Society regularly complains about Hollywood's habit of churning out sequels, even though gaming companies have been doing the same thing long before it was annoying.
We can't go one year without another Pokemon entry coming out. Although Final Fantasy XVI is on the horizon, the iconic RPG has far more than 16 instalments. Super Mario has made a crossover with so many properties, it's hard to keep count of how many games the Italian plumber has starred in.
Because branding is such a big factor to success in the gaming world, die-hard fans are familiar with most iconic games' sequels, prequels, spin-offs, and spin-offs of spin-offs. You probably haven't played every Assassin's Creed game, but you are fully aware the other entries exist.
If you haven't played Street Fighter EX (and let's be honest, who has?) the game is no secret. You may not be familiar with every Call of Duty title, but you can find out all about them online in a heartbeat.
But there are some sequels that are so obscure, they are almost mythical. Even if the follow-up is part of a universally recognised franchise, you've may not be aware of it. If these games had a limited release or were only available on an obscure console, you probably never heard of them, despite being sequels to some absolute classics.
10. Street Fighter II (Not That One)
What if I told you Street Fighter II wasn't the only sequel to the original beat-em-up? And we're not talking about the Champion Edition or Turbo. There is a completely separate follow-up to Street Fighter, which only a select few know of.

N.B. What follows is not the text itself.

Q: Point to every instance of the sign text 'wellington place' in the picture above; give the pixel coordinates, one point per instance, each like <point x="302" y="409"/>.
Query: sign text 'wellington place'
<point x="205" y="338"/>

Street Fighter did so well at the arcades, it was ported to pretty much every system, many of which were converted by a company called Tiertex. Because Capcom took so long to release its successor, Tiertex cheekily decided to rush out their own sequel called Human Killing Machine before pitching it to Capcom. (If you think that's naughty, Tiertex did the same thing when they made a sequel to Strider, which was also created by Capcom.)
However, few people were won over by HKM, considering you could only choose one character and there was no two-player option. Instead of having distinctive combatants like Ryu, Ken, or Sagat, Human Killing Machine had the player face forgettable rivals, including a tray-bearing waiter, a matador, and a dog.
It was a huge relief Human Killing Machine did so badly, since it didn't take the spotlight away from Capcom when they released the official Street Fighter II, changing the gaming world forever.